そう、26巻のゴンとピトーです。あの時ピトーは、跪いてコムギを守ろうとしました。それに対し、ゴンは行き場のない思いをデタラメにぶつけていました。それが間違いであると気づきながらも。
パームは、人とアリとの境目に立ってしまった。それは人間であるキルアたちへの思いと、アリである王への思い(忠誠)、両方を抱いてしまったということ。
もし人間のままだったなら、キルアとの約束を優先し、残酷な決断を下していたでしょう。人間が残酷であることは、作中でもパーム自身が語っていました。
しかし、アリであること、王への忠誠が何かをわかっているから、王が頭を垂れることの重さ、境界線を理解してしまっている。
それ故に、パームは王の気持ちを汲み取る。
アリがアリでなくなっていき、ヒトがヒトの道を外れていく。ピトーは母性愛を手にし、プフは献身を手にし、ユピーは人間臭い「矛盾」を手にした。

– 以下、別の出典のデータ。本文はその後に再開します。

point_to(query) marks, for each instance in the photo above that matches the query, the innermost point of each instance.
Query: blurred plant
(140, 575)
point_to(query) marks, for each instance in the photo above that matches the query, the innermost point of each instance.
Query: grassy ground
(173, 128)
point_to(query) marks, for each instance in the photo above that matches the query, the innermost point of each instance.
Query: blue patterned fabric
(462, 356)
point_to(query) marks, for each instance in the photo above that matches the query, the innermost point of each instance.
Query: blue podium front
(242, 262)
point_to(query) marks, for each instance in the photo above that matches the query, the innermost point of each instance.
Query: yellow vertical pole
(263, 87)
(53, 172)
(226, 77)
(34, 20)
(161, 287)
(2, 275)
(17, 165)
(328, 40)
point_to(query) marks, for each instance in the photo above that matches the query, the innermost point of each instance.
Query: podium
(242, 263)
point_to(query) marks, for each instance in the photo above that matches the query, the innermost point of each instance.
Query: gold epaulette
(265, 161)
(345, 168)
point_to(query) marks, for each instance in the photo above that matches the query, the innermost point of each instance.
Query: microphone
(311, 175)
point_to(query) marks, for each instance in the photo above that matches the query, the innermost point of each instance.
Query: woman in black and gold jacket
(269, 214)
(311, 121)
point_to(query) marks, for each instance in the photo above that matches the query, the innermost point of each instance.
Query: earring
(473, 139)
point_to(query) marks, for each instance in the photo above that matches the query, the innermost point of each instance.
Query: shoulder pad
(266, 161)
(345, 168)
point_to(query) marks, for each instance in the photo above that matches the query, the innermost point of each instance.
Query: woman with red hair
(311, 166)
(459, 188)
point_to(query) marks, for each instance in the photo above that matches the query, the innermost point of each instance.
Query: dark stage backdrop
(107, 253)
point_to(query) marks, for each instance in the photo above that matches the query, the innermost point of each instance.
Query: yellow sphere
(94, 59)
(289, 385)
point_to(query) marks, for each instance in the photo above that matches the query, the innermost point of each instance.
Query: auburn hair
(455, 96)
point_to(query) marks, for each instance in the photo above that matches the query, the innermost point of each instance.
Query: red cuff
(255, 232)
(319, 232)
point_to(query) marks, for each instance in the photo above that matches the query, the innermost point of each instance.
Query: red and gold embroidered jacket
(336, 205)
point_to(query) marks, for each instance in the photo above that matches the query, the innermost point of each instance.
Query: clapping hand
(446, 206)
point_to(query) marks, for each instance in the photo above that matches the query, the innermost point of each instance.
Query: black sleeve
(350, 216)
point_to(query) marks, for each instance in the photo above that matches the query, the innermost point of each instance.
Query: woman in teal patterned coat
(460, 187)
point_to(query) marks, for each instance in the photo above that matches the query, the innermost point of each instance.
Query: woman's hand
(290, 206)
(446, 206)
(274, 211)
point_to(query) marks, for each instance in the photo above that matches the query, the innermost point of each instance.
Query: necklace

そして王は、すべてを受け入れる愛情、彼自身も言っていた「神の領域」を掴みかけていた。
しかし、「ほんの少し違っただけ」で――ネテロが対話を受け入れなかったから、ゴンがピトーを倒したから、コムギと出会ったから――王は王でなくなり、『メルエム』となった。
そしてメルエムは、ヒトであるコムギの下へと寄り添う。彼は、誰しもが探している『帰る場所』を見つけた、幸せ者なのだろう。
言ってしまえば、メルエムは死ぬために生まれた。死ぬ瞬間のために生まれた。彼はそう悟った。
でもその瞬間とは、何よりも美しい『愛情』を見つけた瞬間だったのである。
だからこその『薔薇』であり、『蝶』であったのかもしれない。
長々といろんなことを書いてしまいましたが、それほどにこの巻を通じて感じた思いが大きい、ということなんです。
安っぽい感想ですが、何回読んでも泣きそうになります。